Marc Thiessen makes a valiant attempt in his Washington Post column to defend the campaign mounted by the group Keep America Safe, led by Liz Cheney, against the hyperbolically dubbed “al-Qaeda Seven” — seven Justice Department lawyers who, prior to entering government service, defended detainees accused of working for al-Qaeda. He writes:

Would most Americans want to know if the Justice Department had hired a bunch of mob lawyers and put them in charge of mob cases? Or a group of drug cartel lawyers and put them in charge of drug cases? Would they want their elected representatives to find out who these lawyers were, which mob bosses and drug lords they had worked for, and what roles they were now playing at the Justice Department? Of course they would — and rightly so.

But the situation is hardly analogous. The pejorative phrases “mob lawyers” and “drug cartel lawyers” refer to attorneys whose practices are consist either solely or mainly of working for rich gangsters. In many cases these lawyers became more or less a part of the criminal enterprise themselves, often taking illegal actions such as carrying a mob boss’s orders to his underlings from jail.

There are in fact “terrorist lawyers” in this sense. For example Lynne Stewart, who was sentenced to 28 months in prison for passing messages from the “blind sheikh,” Omar Abdel Rahman, to his fellow terrorists. Or the French lawyer Isabelle Coutant-Peyre, who is engaged to marry Carlos the Jackal, and has compared the French police to the Gestapo.

If Stewart or Coutant-Peyre had been hired by the Department of Justice, I could see legitimate grounds for outrage. But the lawyers singled out by Keep America Safe are hardly in the same category. All they did was challenge the rules governing terrorist detainees or provide some representation to terrorist defendants. There is no suggestion that they favor terrorism or support al-Qaeda; all they did was what lawyers are supposed to do. As a group of Republican attorneys note:

Whether one believes in trial by military commission or in federal court, detainees will have access to counsel. … Good defense counsel is … key to ensuring that military commissions, federal juries, and federal judges have access to the best arguments and most rigorous factual presentations before making crucial decisions that affect both national security and paramount liberty interests.

Thiessen has a better point when he bemoans the double standard at work here.

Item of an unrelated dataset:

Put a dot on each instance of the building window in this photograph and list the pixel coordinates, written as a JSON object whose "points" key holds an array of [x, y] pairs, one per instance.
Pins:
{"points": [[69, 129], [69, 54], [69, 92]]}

Many of those now outraged by the attacks on the Justice Department lawyers kept silent or applauded when John Yoo, Jay Bybee, and other honorable Bush administration lawyers were accused of being “war criminals” and threatened with prosecution for advocating a vigorous prosecution of the war against al-Qaeda. Perhaps this controversy will prove salutary if it will lead the Left to call off their attack dogs.

But there is an overriding cost that should be kept in mind: By focusing so much on the lower-level lawyers, Keep America Safe is missing the real problem. That starts at the top with Attorney General Eric Holder and President Obama, who seem willing to give terrorist defendants more rights than they received under the Bush administration — and more rights than most Americans think they deserve. I would suggest keeping the focus on Obama and Holder, not on underlings who are not the ultimate decision-makers here.